Furthermore, they presented evidence that this element acts as a
repressor element in human fibroblasts, because the transcriptional
activity of a 6T reporter construct was about one-half of a 5T
construct in the presence of serum. They hypothesize that the more
rapid disease progression is because of decreased expression of
stromelysin resulting in decreased degradation of the atherosclerotic plaques.
Our finding that binding to this element is induced by inflammatory
cytokines but not by the anti-inflammatory cytokine IL-4 or the mitogen
platelet-derived growth factor may have interesting implications for a
number of diseases involving both inflammation and tissue remodeling.

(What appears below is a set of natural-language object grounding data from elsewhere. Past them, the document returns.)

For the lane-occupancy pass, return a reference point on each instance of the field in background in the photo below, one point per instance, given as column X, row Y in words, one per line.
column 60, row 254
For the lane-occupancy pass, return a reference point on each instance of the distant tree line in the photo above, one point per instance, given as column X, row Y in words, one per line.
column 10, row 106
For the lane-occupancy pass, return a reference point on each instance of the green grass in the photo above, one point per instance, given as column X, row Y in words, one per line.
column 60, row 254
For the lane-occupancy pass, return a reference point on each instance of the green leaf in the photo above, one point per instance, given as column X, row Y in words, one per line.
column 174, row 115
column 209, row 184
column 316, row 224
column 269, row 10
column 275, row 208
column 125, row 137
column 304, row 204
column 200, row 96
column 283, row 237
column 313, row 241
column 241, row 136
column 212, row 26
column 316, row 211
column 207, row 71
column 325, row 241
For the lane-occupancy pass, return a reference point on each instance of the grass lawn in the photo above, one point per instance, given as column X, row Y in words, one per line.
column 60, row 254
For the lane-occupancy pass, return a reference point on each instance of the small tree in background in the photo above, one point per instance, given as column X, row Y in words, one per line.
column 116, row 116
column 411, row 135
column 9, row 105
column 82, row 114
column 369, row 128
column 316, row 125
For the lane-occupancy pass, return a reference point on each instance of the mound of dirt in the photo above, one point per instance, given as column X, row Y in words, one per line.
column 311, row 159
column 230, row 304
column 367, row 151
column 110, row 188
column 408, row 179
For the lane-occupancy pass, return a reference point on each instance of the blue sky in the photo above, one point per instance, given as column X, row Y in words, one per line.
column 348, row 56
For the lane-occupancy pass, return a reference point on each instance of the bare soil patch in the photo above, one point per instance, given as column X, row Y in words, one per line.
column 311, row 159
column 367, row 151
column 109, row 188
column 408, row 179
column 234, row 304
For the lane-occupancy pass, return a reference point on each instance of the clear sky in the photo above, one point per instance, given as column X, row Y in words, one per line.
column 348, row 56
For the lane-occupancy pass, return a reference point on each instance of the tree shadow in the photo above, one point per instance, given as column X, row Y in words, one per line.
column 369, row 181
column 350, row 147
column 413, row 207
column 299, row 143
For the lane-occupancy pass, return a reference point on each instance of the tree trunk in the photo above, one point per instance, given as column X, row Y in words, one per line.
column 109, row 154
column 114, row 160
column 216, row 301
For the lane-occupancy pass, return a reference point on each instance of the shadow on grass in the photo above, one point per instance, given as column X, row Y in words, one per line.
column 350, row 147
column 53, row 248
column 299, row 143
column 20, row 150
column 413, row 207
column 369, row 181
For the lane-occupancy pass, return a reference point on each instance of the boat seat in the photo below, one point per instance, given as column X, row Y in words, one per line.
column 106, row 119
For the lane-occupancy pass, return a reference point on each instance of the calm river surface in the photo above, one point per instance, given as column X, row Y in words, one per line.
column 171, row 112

For example, it is tempting to speculate that individuals with the 5T
polymorphism might experience more rapid progression and/or increased
tissue destruction in chronic inflammatory diseases such as rheumatoid
arthritis and periodontitis because of increased expression of
stromelysin in response to inflammation. However, because mutation of
this site results in increased IL-1-induced transcriptional activity
compared with the 5T wild type, the site is likely to be active as a
repressor element even in individuals with the 5T polymorphism. Further study of this element and the proteins binding to it is necessary to
determine the in vivo significance of both the repressor and the polymorphism, as well as the feasibility of modifying disease progression by overexpression of these proteins.